PySpark – A Beginner’s Guide to Apache Spark and Big Data

The article “PySpark – A Beginner’s Guide to Apache Spark and Big Data” first appeared on AlgoTrading101 Blog.

Excerpt

What is PySpark?

PySpark is a Python library that serves as an interface for Apache Spark.

What is Apache Spark?

Apache Spark is an open-source distributed computing engine that is used for Big Data processing.

It is a general-purpose engine as it supports Python, R, SQL, Scala, and Java.

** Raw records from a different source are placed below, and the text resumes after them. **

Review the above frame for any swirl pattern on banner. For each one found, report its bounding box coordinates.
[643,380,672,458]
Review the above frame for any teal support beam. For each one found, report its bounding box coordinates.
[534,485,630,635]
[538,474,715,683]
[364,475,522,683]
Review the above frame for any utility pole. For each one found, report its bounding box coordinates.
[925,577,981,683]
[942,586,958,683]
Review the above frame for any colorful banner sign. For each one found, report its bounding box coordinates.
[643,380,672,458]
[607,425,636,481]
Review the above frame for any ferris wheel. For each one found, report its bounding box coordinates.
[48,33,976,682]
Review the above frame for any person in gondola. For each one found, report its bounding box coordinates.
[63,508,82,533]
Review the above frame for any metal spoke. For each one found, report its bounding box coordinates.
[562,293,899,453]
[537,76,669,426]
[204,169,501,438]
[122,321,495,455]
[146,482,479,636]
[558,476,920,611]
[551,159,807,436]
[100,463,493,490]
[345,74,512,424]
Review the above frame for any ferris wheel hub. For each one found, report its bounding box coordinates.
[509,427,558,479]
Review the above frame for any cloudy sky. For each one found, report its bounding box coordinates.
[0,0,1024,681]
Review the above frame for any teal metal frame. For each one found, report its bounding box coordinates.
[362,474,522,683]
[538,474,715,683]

What is Apache Spark used for?

Apache Spark is often used with Big Data as it allows for distributed computing and it offers built-in data streaming, machine learning, SQL, and graph processing. It is often used by data engineers and data scientists.

What is PySpark used for?

PySpark is used as an API for Apache Spark. This allows us to leave the Apache Spark terminal and enter our preferred Python programming IDE without losing what Apache Spark has to offer.

Is Apache Spark free?

Apache Spark is an open-source engine and thus it is completely free to download and use.

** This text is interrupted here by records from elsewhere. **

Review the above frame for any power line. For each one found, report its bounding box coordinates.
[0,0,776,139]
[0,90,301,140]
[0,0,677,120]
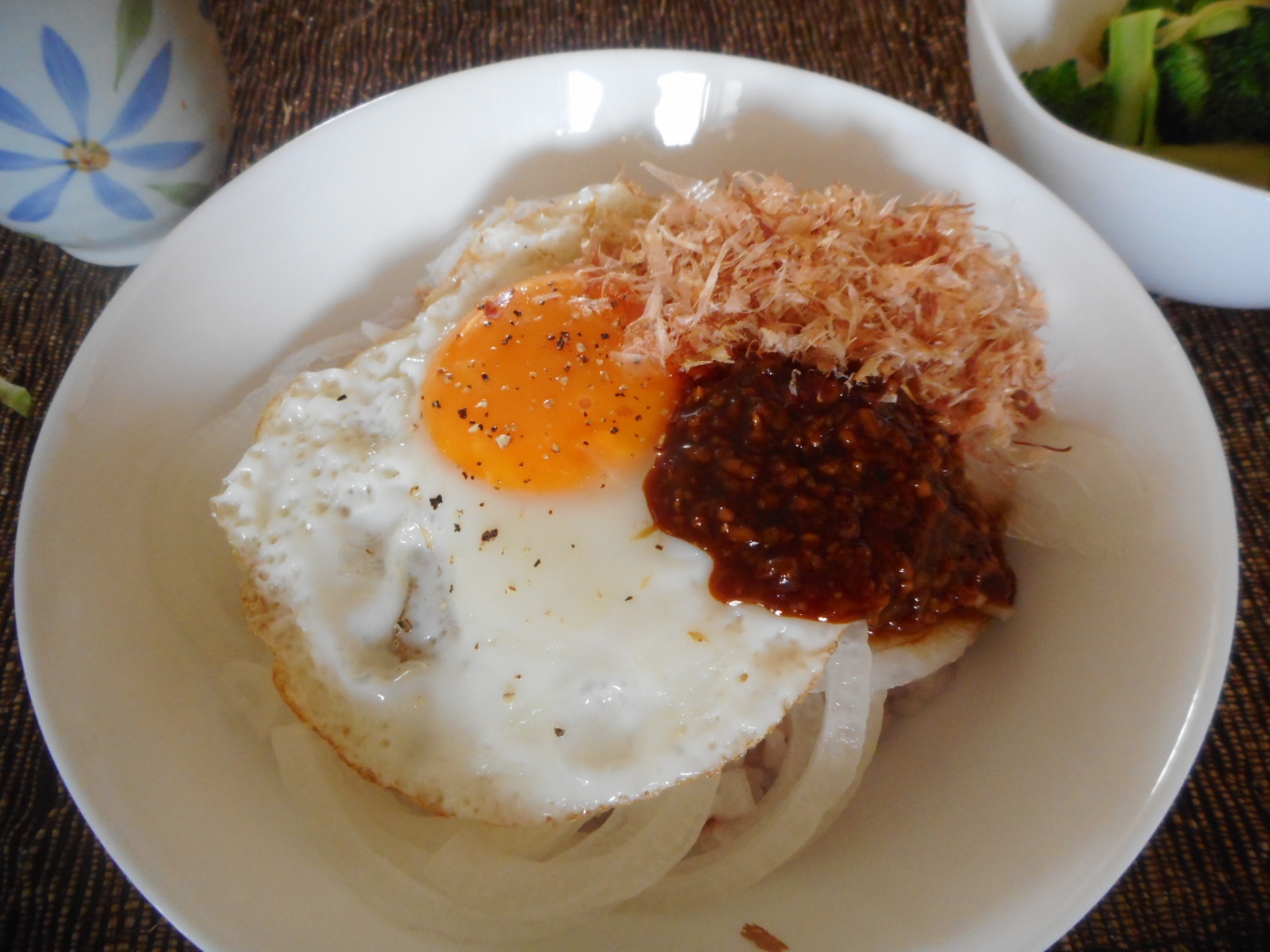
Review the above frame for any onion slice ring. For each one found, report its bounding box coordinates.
[633,622,872,909]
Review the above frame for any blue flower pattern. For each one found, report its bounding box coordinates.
[0,27,203,222]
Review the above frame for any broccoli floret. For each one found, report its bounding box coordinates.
[1157,8,1270,144]
[1021,60,1113,138]
[0,377,33,416]
[1022,0,1270,188]
[1020,9,1162,146]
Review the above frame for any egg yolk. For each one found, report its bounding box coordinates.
[423,273,679,491]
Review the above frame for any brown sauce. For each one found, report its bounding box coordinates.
[644,355,1014,636]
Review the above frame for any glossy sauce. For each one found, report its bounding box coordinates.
[644,355,1014,636]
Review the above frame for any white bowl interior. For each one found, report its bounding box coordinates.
[967,0,1270,307]
[17,52,1236,952]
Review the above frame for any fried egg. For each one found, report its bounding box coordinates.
[214,184,841,825]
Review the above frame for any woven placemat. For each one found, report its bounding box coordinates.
[0,0,1270,952]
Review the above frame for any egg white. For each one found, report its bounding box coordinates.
[214,186,841,825]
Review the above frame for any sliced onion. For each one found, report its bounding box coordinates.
[809,690,887,842]
[429,776,719,922]
[633,622,872,908]
[271,725,718,941]
[872,618,987,690]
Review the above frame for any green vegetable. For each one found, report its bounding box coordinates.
[1157,4,1270,144]
[1021,9,1164,146]
[1101,9,1164,146]
[1021,0,1270,186]
[0,377,32,416]
[1022,60,1114,138]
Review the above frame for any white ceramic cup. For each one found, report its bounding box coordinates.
[0,0,230,264]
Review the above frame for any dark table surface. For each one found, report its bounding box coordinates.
[0,0,1270,952]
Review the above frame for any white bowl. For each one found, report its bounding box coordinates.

Why should I use Apache Spark?

  • Apache Spark offers distributed computing
  • Apache Spark is easy to use
  • Apache Spark is free
  • Offer advanced analytics
  • Is a very powerful engine
  • Offers machine learning, streaming, SQL, and graph processing modules
  • Is applicable to various programming languages like Python, R, Java…
  • Has a good community and is advancing as a product

Why shouldn’t I use Apache Spark?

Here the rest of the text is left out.